Вот оно что! Потому и гудка не было, потому и снегом занесло.
– Пошел тебя встречать – боялся, что ты не там свернешь, – кричал Миша. – Смотрю, идешь, а снегочист на тебя. Я орать – ты не слышишь. Машу машинисту, чтобы остановился – не видит. Ну, думаю, все! А глаза открыл – ты вот он! Живой! Вставай, держись за руку!
4.
Летом сорок первого года часто шли ливни.
Это потому, говорили старики, что перемешали на войне воздух снарядами и бомбами, перепутали с дымами от пожарищ, и заметались по белу свету сырые тучи. В сорок втором война еще ширилась, и, казалось бы, дождям лить да лить, однако небо все время было прозрачно-голубым, облака лишь изредка показывались на горизонте, а солнце палило нещадно. Видно, приспособилась природа, как и люди, к новому положению, отстояла данное ей равновесие. В скорое окончание битвы уже никто не верил, уже свыклись с мыслью, что победы придется ждать долго и поработать на нее немало.
В ожидании второй голодной зимы Наталья Ивановна засадила огород плотно и поливать не ленилась. Для этого Саша каждое утро наполнял бочку водой.

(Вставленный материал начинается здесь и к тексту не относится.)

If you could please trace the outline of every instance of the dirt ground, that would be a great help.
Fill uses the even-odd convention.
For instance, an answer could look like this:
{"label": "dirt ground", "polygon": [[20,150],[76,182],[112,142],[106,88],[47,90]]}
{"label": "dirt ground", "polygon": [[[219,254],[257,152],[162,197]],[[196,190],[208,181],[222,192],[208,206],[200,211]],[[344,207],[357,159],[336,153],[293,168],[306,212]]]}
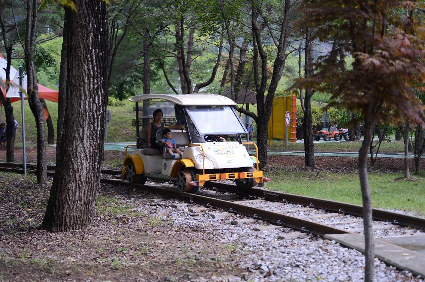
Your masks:
{"label": "dirt ground", "polygon": [[[27,149],[28,163],[36,162],[36,147]],[[47,148],[49,163],[55,153],[54,147]],[[5,155],[0,151],[0,162]],[[106,151],[103,167],[121,169],[124,155]],[[17,150],[15,162],[21,161]],[[303,157],[270,156],[269,162],[272,171],[306,169]],[[319,171],[357,171],[356,158],[316,157],[315,162]],[[412,160],[410,165],[413,169]],[[381,158],[370,170],[403,168],[402,159]],[[155,195],[140,190],[102,185],[90,227],[63,233],[40,230],[51,179],[43,186],[34,184],[34,176],[0,174],[0,281],[186,281],[240,276],[246,270],[236,263],[246,254],[223,245],[216,230],[176,227],[145,204]],[[138,201],[144,201],[144,210],[136,208]]]}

Он стоял у колодца, крутил валок, подхватывал полное ведро и выливал в бездонную бочку. Работа однообразная, но она не казалась ему тяжелой и нудной, потому как полезна и необходима. И весела, если разобраться: гремит цепь, слышно, как ударяется ведро о воду, как плещется она в глубине, потом цепь резко натягивается – можно крутить валок в обратную сторону. Снова плещется вода, на этот раз в ведре, а потом, когда он поднимет его над бочкой и опрокинет, хлынет вниз упругой волной, и звук тут будет разный: звонкий, ясный, если бочка пуста, и глухой, близкий, если она полна. Любая работа не в тягость, если по душе.